JPL managed development of the thruster system, formally called the Space Technology 7 Disturbance Reduction System (ST7-DRS). The thrusters were developed by Busek Co., Inc., Natick, Massachusetts, with technical support from JPL. During the U.S. operations phase, Pathfinder was controlled using algorithims developed by ST7 team members at NASA's Goddard Space Flight Center in Greenbelt, Maryland. This control system took inputs from the European sensors and sent commands to the thrusters to precisely guide the spacecraft along its path.
JPL finished primary mission experiments in the fall of 2016. In March and April of this year, they continued validating the algorithms used in stabilizing the spacecraft. They improved them through a number of tests.
"The main goal for us was to show we can fly the spacecraft drag-free," Ziemer said. "The main force on the spacecraft comes from the Sun, from photons with extremely tiny force that can subtly move the spacecraft."
So why build something this sensitive to begin with?
LISA Pathfinder was just a starting point. The mission was led by ESA as a stepping-stone of sorts, proving the technology needed for an even more ambitious plan, the Laser Interferometer Space Antenna (LISA): a trio of spacecraft proposed to launch in 2034. With each spacecraft holding as still as possible, they would be able to detect the ripples sent out across space by the merging of black holes.
These ripples, known as gravitational waves, have been a source of intense scientific interest in recent years. The ground-based Laser Interferometry Gravitational Wave Observatory detected gravitational waves for the first time in 2015.

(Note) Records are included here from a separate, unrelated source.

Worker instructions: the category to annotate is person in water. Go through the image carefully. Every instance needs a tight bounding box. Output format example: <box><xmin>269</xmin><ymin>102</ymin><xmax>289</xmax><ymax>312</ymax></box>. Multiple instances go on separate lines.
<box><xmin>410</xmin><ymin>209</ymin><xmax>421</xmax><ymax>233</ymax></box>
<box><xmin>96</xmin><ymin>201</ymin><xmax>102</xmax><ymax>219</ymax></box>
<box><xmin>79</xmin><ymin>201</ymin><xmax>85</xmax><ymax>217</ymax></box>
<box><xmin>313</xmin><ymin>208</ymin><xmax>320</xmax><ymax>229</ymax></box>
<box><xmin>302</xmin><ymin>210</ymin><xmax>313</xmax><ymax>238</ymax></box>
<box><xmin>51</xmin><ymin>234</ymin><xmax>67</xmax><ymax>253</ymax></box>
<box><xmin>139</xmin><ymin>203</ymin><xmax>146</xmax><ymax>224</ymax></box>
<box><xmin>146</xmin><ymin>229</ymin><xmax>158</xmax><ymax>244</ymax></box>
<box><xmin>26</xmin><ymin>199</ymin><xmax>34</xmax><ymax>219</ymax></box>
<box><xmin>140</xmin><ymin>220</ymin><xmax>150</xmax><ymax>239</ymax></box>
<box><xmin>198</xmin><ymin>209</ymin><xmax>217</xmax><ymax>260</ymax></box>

But there's a bigger role for thrusters like the ones on LISA Pathfinder. Ziemer said the operation of super-steady thrusters could serve as an alternative to reaction wheels, the current standard for rotating and pointing spacecraft.
"This kind of technology could be essential for space telescopes," Ziemer said. "They could potentially hold them still enough to image exoplanets, or allow for formation flying of a series of spacecraft."
The thrusters are an enabling technology, opening up a magnitude of precision that simply wasn't available before.